On February 15, 2012, Broadway Financial Corporation announced that it had reached a definitive agreement with the Treasury Department pursuant to which Treasury will exchange preferred stock in the company for new common stock valued at a discount of 50% to the aggregate liquidation preference of the outstanding shares of preferred stock held by Treasury.  As previously noted, while Treasury is unwilling to consider a blanket discount on the repayment of TARP, it remains open to restructuring its investment to facilitate additional capital, so long as it is treated equitably with other investors.

Although exact terms of the agreement are not yet publicly available, the company’s press release indicates that Treasury has agreed to convert its TARP CPP investment in the company into common stock at 50% of its liquidation value and the accrued unpaid interest on such investment at 100% of the accrued amount.  The conversion is condition on a number of factors, including: (i) the exchange of the Company’s other preferred stock at the same 50% discount; and (ii) at least $5 million being raised in new common equity.

The company has previously announced that it had an agreement in principal with its senior bank lender to exchange a portion of its senior line of credit, which is in default, for common stock at 100% of the face amount to be exchanged and to forgive the accrued interest on the entire amount of the senior line of credit.  In the company’s 3rd Quarter Form 10-Q, the company indicated that these conversions would result in the issuance of approximately 7.5 million new shares of common stock, which in turn would constitute approximately 80% of the pro forma outstanding shares.

The Company has a total of $15 million in TARP CPP funds, and, as of January 31, 2012, had $1.1 million in accrued unpaid dividends on the preferred stock.  In addition, the company has approximately $2.5 million in other preferred shares, a $5 million fully-drawn line of credit, and $6 million in trust preferred securities.  Before conversion, the company had approximately 1.7 million shares of common stock outstanding, and closed at $1.50 per share on February 15, 2012 (the day the company announced its agreement with Treasury), or approximately 39% of book value.  Assuming the company is able to raise capital at that $1.50 price and that the conversion is done at the same price (both of which are significant assumptions) and that half the line of credit is converted to equity, the new shareholders would break-down accordingly:

  • Existing Common Shareholders – 1.7 million shares – Approximate Value – $2.6 million – 13% Ownership
  • New Investors – 3.3 million shares – Approximate Value – $5.0 million – 25% Ownership
  • Treasury – 5.7 million shares – Approximate Value – $8.6 million – 43% Ownership
  • Other Preferred Investors – 0.8 million shares – Approximate Value – $1.3 million – 6% Ownership
  • Bank Lender – 1.7 million shares – Approximate Value – $2.6 million – 13% Ownership

Based on this analysis, while a 50% discount is significant, it is also clear that the dilution this restructuring will cause for  existing common shareholders means that they will also share substantially in the losses the company has experienced, and become significantly limited in their participation in any recovery the company may be able to achieve.

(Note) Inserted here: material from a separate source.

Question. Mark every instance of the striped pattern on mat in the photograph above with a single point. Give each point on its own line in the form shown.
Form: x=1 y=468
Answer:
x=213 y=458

For other institutions looking at requesting comparable exchanges with Treasury, I think it’s also appropriate to look at Broadway Federal Bank’s financial condition.  As of year-end, the bank had retained relatively strong capital levels (although as a small bank holding company Broadway was able to downstream all of the cash at the holding company as Tier 1 capital for the bank), with a leverage ratio of 8.23% and a total risk-based ratio of 12.83%.  However, the bank had also encountered significant asset quality constraints, with non-performing assets exceeding 15% of the bank’s total assets and a Texas ratio of 124%.   In that respect, one of the more surprising aspects of the Treasury’s acceptance of the transaction is that the company need only raise $5 million in additional capital (compared to $35 million in existing Tier 1 capital at the bank level).  If the bank only raises $5 million, and asset quality otherwise remains the same, the pro forma Texas Ratio of the bank is likely to only fall to about 108%.  (Of course, this assumes that Broadway is able to find new investors that are willing to invest at these levels.)